Случай сей стал легендою и завлек сына на эту в общем однообразную стезю — плавать под парусом, без цели, туда-сюда, повинуясь силе и направлению ветра, замирая без движения, когда ветер стихал, и медленно скользя по извилистым протокам и бухтам, когда он задувал вновь, все равно куда, лишь бы держаться в пределах округа и в последний день месяца являться за жалованьем в таможенную экспедицию на Даларё.

Видели его повсюду, притом когда вовсе не ожидали. Бывало, выйдут рыбаки по хорошей погоде ставить сети и видят: штормовой кливер досмотрщика, словно огромный носище, торчит за мысом, добычу вынюхивает; или идет себе кто-нибудь по берегу, глядь, а над верхушками сосен маячит желтовато-бурая мачта, либо круглая корма исчезает в ольшанике; или вот девушки приплывут на остров подоить коров и, приметив, как из-за скалы выдвигается гафель, на котором полощется треугольный флаг с буквою «т» и короной над нею, тотчас смекают, что это досмотрщик; или, к примеру, пожилые мужики придут чуть свет к рыбному садку и иной раз застают поблизости яхту — стоит себе на якоре, дымит камбузной трубою: ясное дело, кое-что намечается. Ведь, едва заслышав хруст прибрежной гальки под подошвами бахил, досмотрщик высовывает из каюты обветренное лицо, здоровается, и после недолгого разговора о погоде и ветре новоприбывшие поднимаются на борт, а вскоре уже сидят на лавках по обе стороны откидного стола и угощаются водкой.
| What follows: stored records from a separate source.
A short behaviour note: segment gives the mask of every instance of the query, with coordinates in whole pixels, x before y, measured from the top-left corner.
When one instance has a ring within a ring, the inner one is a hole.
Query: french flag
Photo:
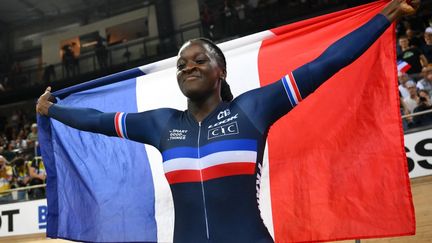
[[[276,242],[415,232],[398,104],[394,26],[303,101],[290,75],[379,13],[386,2],[220,45],[234,96],[283,78],[290,102],[296,105],[270,129],[258,180],[262,218]],[[175,59],[54,94],[59,104],[119,112],[116,129],[125,136],[124,113],[186,109],[186,98],[177,86]],[[78,131],[46,117],[39,117],[39,127],[48,174],[49,237],[172,242],[169,182],[182,180],[175,173],[185,166],[176,151],[161,155],[149,145]],[[225,152],[219,151],[209,161],[218,163]],[[245,167],[254,162],[248,158],[256,156],[253,148],[246,152]],[[174,163],[168,166],[163,163],[167,160]],[[206,166],[211,164],[193,169]]]

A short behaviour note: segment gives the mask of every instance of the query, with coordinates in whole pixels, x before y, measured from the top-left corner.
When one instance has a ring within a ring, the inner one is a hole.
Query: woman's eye
[[[184,69],[185,68],[185,64],[178,64],[177,65],[177,70],[182,70],[182,69]]]

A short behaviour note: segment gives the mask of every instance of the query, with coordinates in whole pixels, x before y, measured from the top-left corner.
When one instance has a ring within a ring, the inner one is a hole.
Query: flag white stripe
[[[255,163],[257,153],[254,151],[224,151],[209,154],[205,157],[170,159],[163,163],[165,173],[176,170],[203,170],[215,165],[228,163]]]

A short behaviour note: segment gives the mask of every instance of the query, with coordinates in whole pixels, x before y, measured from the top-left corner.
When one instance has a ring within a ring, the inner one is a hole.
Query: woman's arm
[[[415,12],[419,0],[391,1],[380,14],[329,46],[318,58],[294,70],[293,76],[301,98],[359,58],[390,26],[391,22]]]
[[[411,5],[408,5],[405,0],[391,1],[380,14],[337,40],[315,60],[286,75],[280,80],[281,82],[239,96],[236,99],[237,103],[246,113],[254,117],[257,127],[264,131],[331,76],[360,57],[391,25],[391,21],[415,12],[419,3],[419,0],[413,0]],[[289,104],[285,97],[277,98],[282,97],[281,92],[286,93]],[[254,99],[247,98],[249,96]],[[253,105],[255,103],[251,105],[250,100],[255,100],[258,105]]]
[[[108,136],[117,135],[114,124],[116,113],[103,113],[89,108],[66,107],[54,104],[51,100],[51,87],[48,87],[38,99],[36,111],[78,130],[102,133]]]

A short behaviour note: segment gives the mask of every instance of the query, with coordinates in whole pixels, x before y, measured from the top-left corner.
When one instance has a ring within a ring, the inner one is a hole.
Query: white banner
[[[432,130],[404,137],[410,178],[432,175]],[[44,233],[46,217],[45,199],[0,205],[0,237]]]
[[[405,134],[410,178],[432,175],[432,129]]]
[[[45,233],[46,199],[0,205],[0,237]]]

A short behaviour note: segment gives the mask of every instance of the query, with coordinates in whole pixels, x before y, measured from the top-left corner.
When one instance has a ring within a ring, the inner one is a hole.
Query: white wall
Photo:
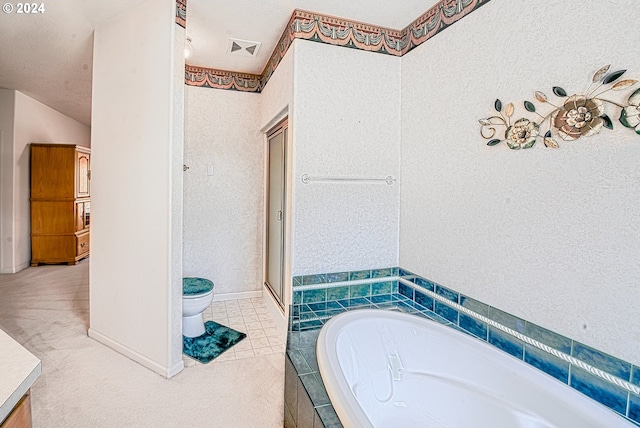
[[[0,89],[0,273],[18,271],[13,250],[14,115],[15,91]]]
[[[400,183],[303,184],[303,174],[400,174],[401,59],[295,44],[292,274],[396,266]]]
[[[149,0],[97,28],[93,64],[89,334],[164,376],[183,367],[174,13]]]
[[[493,0],[403,57],[400,265],[637,365],[639,137],[615,108],[557,150],[479,135],[496,98],[640,78],[637,1],[574,6]]]
[[[11,174],[13,180],[13,208],[9,208],[11,207],[9,199],[7,199],[6,208],[3,203],[2,221],[3,223],[11,222],[13,231],[12,234],[2,237],[3,243],[9,242],[10,239],[12,247],[7,248],[6,253],[3,251],[2,273],[15,273],[29,266],[31,261],[29,144],[64,143],[90,147],[91,129],[19,91],[3,90],[3,92],[5,100],[13,98],[14,109],[12,112],[13,152],[11,155],[7,153],[6,157],[3,152],[2,156],[3,174],[5,172]],[[11,136],[8,132],[3,140],[7,137],[3,145],[11,144]],[[9,194],[11,186],[11,182],[5,181],[3,177],[2,187],[6,189],[3,190],[3,194],[5,191]],[[5,256],[8,258],[5,259]]]
[[[214,295],[262,290],[264,135],[260,95],[188,86],[184,275]],[[208,168],[213,175],[207,175]]]

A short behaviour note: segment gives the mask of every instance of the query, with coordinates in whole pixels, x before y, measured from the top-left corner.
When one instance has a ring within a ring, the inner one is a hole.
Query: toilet
[[[182,278],[182,334],[198,337],[204,334],[202,312],[213,301],[213,282],[204,278]]]

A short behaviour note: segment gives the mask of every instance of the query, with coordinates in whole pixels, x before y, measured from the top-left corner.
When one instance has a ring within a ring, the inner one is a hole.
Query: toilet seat
[[[198,337],[205,333],[202,311],[213,300],[213,282],[205,278],[182,278],[182,335]]]
[[[182,298],[193,299],[213,293],[213,282],[205,278],[182,278]]]

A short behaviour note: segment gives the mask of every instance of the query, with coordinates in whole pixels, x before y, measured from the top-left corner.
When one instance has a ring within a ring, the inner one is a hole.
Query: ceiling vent
[[[258,55],[261,44],[260,42],[250,42],[248,40],[229,39],[227,53],[229,55],[254,57]]]

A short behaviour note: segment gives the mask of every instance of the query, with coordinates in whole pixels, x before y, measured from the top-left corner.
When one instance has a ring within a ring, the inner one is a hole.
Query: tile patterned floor
[[[262,298],[213,302],[202,316],[205,321],[215,321],[247,334],[245,339],[212,363],[283,353],[285,350],[285,337],[277,332],[276,323],[267,312]],[[186,355],[183,355],[183,360],[185,367],[201,365]]]

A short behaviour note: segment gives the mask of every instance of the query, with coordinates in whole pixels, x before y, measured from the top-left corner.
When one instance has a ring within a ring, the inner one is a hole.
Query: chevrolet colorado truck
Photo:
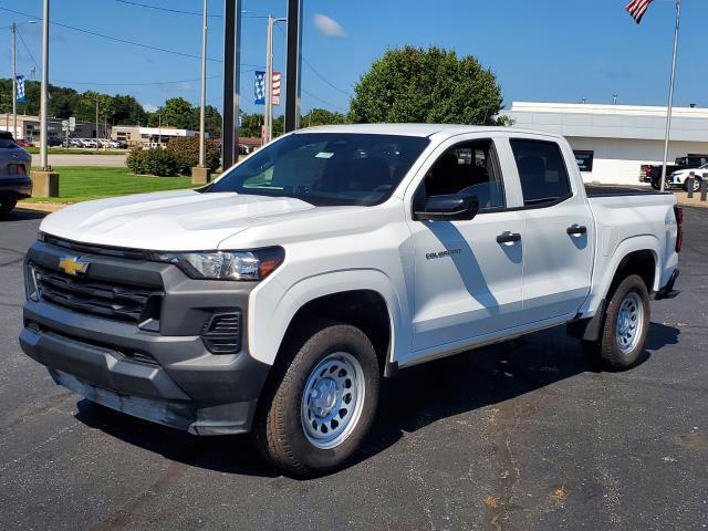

Первые пять лет досмотрщик объезжал свой округ с большим увлечением, в надежде, что какие-нибудь предприимчивые молодцы соблазнятся довольно высокими ставками таможенных пошлин и займутся контрабандой, но тут с легкой руки Грипенстедта[41] началась благодатная свободная торговля, и пришли скверные времена.

— Что же вы, черти окаянные, контрабандой-то не занимаетесь? — пенял досмотрщик рыбакам за столом в каюте.

— Расчету нет!

— Да неужто?

И досмотрщик доставал таможенный тариф и вслух зачитывал его благоговейным слушателям. Однако ж никакой выгоды это дело и впрямь не сулило, потому что самая высокая пошлина — 60 эре за фунт — была на ваниль, а сей товар потребляют в весьма малых количествах.

На шестой год увлечение улеглось, но надежда еще жила, хотя время от времени ее приходилось подогревать рюмочкой горячительного, а позднее и не одной. И тогда, выходя на яхте в шхеры и лавируя меж последними мелями, он мысленно видел французские шхуны с грузом золотых часов, английские бриги, пахнущие ванилью, голландские когги[42], везущие с Островов пряностей[43] мускатный орех и кардамон, российские шхуны с караванным чаем. Когда же он брал курс прочь от берега, чтобы остановить заманчивое судно, и заставлял его выкинуть флаг, греза таяла, превращалась в норвежский барк, груженный углем из Англии.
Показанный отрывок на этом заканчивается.